Il cinema italiano mostra i denti: La ragazza nella nebbia su Netflix è un gioiello da vedere subito.
C’è un’Italia che sa essere glaciale senza bisogno della neve. Un’Italia di paesini chiusi, montagne ostili e verità sepolte sotto strati di silenzi. È in questa Italia che prende vita La ragazza nella nebbia, il thriller di Donato Carrisi che è tornato nella sezione "più visti" di Netflix e che, a distanza di anni dall’uscita in sala, continua a tenere lo spettatore incollato allo schermo come un segreto mai confessato. Siamo ad Avechot, un paesino fittizio delle Alpi, dove il Natale non porta pace, ma sparizioni. Una ragazzina dai capelli rossi, Anna Lou, svanisce nel nulla. La comunità, devota e chiusa come certi confessionali, si stringe attorno al dolore della famiglia.

Ma è quando arriva lui, l’ispettore Vogel che tutto cambia. Interpretato da un magistrale Toni Servillo, Vogel non cerca giustizia: cerca telecamere, prima ancora delle prove. La sua divisa è più mediatica che istituzionale, e nel racconto di una scomparsa costruisce uno show. L’importante non è trovare la verità, ma darle una forma vendibile. Il film inizia in una corsia d’ospedale. Un incidente. Un uomo in stato confusionale. Abiti sporchi di sangue. È Vogel, interrogato dallo psichiatra Jean Reno, presenza magnetica e silenziosa. Da lì, il racconto si srotola come un nastro impolverato: torniamo a qualche settimana prima e ci immergiamo nella spirale ossessiva di un’indagine che ha più a che fare con l’audience che con la giustizia.
La ragazza nella nebbia su Netflix: il thriller impossibile da dimenticare
La ragazza nella nebbia è un thriller psicologico che funziona perché non dà certezze. Ogni personaggio nasconde qualcosa, ogni sguardo può diventare una minaccia. Alessio Boni, nei panni del professor Martini, è lo specchio di una normalità che può sgretolarsi in un attimo. La sua calma è ambigua, i suoi silenzi fanno rumore. Galatea Ranzi è una giornalista spietata, sempre pronta a vendere una storia, vera o meno non importa. Il pubblico vuole un colpevole, e Vogel lo sa. Donato Carrisi, già autore del romanzo da cui il film è tratto, dirige con precisione chirurgica: nessun dettaglio è lasciato al caso, ogni inquadratura è pensata per insinuare il dubbio. E la nebbia, più che un elemento scenico, diventa simbolo.

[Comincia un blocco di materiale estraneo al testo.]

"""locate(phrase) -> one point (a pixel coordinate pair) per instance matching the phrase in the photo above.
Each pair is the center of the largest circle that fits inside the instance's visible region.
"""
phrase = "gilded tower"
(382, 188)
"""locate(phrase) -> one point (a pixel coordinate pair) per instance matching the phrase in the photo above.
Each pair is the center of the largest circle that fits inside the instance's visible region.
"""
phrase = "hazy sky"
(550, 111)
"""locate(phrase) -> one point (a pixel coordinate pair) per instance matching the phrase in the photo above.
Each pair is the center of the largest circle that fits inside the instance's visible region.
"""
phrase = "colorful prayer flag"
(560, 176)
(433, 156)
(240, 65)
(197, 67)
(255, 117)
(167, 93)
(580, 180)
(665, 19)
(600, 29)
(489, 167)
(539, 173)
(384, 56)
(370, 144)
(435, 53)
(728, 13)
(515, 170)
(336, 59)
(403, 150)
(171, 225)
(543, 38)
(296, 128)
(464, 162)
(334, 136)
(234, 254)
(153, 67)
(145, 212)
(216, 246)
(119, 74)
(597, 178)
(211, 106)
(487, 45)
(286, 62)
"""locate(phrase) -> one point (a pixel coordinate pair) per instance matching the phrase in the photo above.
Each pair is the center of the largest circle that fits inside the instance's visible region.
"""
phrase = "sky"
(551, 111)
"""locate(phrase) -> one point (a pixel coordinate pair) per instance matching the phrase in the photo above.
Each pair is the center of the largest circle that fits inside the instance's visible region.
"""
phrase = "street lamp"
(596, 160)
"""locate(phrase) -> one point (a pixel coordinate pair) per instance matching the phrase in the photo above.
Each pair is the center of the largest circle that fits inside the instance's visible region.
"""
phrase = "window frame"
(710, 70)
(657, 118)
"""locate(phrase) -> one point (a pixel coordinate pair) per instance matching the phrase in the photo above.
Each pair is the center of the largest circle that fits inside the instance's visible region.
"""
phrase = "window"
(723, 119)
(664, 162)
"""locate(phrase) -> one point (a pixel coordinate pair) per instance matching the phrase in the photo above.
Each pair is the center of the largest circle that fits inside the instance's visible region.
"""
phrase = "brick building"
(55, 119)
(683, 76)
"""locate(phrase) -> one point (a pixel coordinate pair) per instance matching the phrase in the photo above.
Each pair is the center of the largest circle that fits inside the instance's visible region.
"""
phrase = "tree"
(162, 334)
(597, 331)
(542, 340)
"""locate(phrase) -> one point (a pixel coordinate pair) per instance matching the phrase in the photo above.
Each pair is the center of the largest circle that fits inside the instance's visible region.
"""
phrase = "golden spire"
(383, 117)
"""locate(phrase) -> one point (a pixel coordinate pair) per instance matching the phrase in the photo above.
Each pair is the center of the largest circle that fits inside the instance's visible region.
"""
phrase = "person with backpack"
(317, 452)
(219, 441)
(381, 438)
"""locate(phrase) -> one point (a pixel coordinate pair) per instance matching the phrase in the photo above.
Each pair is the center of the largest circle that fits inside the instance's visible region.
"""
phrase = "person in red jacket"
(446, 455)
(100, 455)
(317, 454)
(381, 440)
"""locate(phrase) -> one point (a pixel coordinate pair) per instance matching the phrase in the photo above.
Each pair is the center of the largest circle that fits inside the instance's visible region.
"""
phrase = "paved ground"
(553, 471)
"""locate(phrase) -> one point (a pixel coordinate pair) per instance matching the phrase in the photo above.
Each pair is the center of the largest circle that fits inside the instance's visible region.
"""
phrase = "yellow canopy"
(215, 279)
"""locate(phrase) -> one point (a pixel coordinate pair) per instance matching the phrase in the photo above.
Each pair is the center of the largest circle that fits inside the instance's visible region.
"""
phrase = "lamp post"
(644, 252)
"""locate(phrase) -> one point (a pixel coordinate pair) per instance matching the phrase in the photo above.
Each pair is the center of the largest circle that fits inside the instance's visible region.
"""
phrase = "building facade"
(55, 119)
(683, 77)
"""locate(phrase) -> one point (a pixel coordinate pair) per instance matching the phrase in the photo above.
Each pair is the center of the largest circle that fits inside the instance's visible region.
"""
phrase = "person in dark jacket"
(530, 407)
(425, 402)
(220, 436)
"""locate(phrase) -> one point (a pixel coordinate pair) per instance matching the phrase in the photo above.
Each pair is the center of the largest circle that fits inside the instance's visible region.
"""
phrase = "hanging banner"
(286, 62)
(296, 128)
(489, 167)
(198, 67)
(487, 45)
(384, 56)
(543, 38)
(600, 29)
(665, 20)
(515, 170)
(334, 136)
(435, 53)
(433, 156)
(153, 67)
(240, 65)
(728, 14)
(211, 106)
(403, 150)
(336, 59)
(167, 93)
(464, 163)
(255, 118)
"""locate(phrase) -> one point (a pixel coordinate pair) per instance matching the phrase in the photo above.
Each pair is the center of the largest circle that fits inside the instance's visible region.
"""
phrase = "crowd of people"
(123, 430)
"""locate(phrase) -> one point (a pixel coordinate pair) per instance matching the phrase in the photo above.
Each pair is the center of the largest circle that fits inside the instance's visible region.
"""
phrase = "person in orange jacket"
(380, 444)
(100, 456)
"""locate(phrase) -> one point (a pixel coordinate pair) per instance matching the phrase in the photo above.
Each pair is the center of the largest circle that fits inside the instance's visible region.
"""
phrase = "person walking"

Avvolge il paesino come una coscienza sporca, confonde, inghiotte. Non lascia scampo. Il successo del film, con 3,7 milioni al botteghino italiano, David di Donatello per il miglior esordio alla regia non stupisce. Piace perché non consola. Ti costringe a chiederti quanto sia facile manipolare la realtà, quanto poco serva per trasformare un sospetto in un mostro. Ora che è di nuovo tra i più visti su Netflix, guardarlo è un’occasione per scoprire (o riscoprire) un thriller che non ha paura di affondare le mani nel fango. Perché nella nebbia, a volte, è più facile vedere chi sei davvero.